Talk about a dichotomy of a picture. While March set more than 15,000 temperature records for the United States, in the grand scheme of things global temperatures were the lowest they'd been since 1999. That earned the month a No. 16 on the National Oceanic and Atmospheric Administration rating of global warmth.
While it was warm in North America, there was off-setting coolness in other part of the world.
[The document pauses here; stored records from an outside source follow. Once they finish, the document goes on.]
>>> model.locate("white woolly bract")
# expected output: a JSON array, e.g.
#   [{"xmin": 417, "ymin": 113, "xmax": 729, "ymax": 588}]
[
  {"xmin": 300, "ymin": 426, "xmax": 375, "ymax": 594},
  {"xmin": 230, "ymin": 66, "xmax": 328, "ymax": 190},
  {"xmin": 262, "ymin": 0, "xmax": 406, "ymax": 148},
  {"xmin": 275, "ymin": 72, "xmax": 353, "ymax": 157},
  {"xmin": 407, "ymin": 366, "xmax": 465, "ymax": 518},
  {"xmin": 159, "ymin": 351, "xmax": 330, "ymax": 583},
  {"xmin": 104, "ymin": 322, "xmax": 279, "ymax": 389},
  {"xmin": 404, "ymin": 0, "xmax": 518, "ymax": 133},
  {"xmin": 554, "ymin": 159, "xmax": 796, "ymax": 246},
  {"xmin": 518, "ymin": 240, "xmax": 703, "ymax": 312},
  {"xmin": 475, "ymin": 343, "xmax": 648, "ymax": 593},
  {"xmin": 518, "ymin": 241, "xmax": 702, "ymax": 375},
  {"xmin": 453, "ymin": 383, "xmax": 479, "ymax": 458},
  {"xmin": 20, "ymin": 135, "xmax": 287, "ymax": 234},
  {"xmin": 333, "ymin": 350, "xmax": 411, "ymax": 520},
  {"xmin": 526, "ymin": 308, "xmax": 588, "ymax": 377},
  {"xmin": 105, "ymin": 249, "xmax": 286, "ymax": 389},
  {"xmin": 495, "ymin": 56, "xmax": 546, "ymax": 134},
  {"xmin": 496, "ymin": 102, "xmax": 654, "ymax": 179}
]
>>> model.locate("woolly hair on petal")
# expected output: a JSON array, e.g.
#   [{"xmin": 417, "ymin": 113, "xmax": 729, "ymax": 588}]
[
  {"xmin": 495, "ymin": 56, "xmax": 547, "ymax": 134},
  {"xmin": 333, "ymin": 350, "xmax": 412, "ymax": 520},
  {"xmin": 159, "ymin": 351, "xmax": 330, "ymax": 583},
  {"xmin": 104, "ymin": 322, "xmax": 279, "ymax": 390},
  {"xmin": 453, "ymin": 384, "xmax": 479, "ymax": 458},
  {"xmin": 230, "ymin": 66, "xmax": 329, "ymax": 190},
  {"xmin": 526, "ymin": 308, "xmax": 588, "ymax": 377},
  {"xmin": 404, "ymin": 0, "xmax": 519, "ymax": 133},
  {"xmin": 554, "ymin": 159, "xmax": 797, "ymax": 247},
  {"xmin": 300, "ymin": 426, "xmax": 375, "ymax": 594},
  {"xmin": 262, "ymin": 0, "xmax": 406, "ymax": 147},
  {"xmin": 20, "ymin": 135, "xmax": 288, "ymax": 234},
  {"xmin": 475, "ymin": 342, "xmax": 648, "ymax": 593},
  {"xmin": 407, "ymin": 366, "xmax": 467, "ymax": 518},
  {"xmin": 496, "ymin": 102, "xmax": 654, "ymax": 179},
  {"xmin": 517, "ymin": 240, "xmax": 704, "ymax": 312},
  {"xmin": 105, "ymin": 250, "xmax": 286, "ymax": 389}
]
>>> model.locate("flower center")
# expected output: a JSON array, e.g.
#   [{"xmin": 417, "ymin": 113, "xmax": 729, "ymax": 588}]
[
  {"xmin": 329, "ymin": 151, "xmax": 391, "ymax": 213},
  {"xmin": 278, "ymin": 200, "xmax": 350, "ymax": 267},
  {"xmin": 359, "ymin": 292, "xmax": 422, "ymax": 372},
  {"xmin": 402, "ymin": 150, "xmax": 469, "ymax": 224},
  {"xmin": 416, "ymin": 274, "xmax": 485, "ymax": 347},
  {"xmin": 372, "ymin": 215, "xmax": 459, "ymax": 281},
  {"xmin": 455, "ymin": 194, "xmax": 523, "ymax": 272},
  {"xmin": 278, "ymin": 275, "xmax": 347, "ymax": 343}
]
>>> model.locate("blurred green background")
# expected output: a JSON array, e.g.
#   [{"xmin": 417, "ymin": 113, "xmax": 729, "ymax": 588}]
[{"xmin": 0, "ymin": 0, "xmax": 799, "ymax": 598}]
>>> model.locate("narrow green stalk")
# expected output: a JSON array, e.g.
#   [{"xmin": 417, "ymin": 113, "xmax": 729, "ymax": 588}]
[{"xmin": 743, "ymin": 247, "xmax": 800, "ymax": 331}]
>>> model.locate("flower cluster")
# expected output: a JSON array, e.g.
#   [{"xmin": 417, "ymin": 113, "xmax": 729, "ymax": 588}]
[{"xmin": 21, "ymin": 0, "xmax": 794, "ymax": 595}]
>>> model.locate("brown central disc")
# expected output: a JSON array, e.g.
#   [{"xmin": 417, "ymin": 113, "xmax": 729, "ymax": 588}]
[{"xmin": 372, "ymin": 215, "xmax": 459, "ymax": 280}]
That record, by the way, is for land-measured temperatures - no satellite data.
A key feature to look at for that March data is the continued weakening of the La Nina event, which NOAA expected to dissipate by the end of April (while know more come June).
According to the March global temperature report, the combined average temperatures over global land and ocean surfaces for March was 16th warmest with 55.73 degrees F as average, or about .83 degrees F above the 20th Century average.
Here are some other key highlights from that report:
The combined global land and ocean average surface temperature for the first three months of the year (January–March) period was 0.70°F above the 20th century average of 54.1°F, tying with 1991 as the 21st warmest such period on record and the coolest since 1996. The margin of error is plus or minus 0.16°F.
The January - March worldwide land surface temperature was 0.95°F above the 20th century average of 38.5°F, the 27th warmest such period on record and the coolest since 1996. The margin of error is +/-0.40°F. The global ocean surface temperature for the year to date was 0.61°F above the 20th century average of 60.6°F, tying with 1995 as the 14th warmest such period on record and the coolest since 2008. The margin of error is +/10.07F.°
And while sea ice has diminished in the Arctic - 3.4% below average - the Antarctic shows the largest amount of sea ice in the 34-year period of record, up 16%.
All in all, March was an interesting weather month.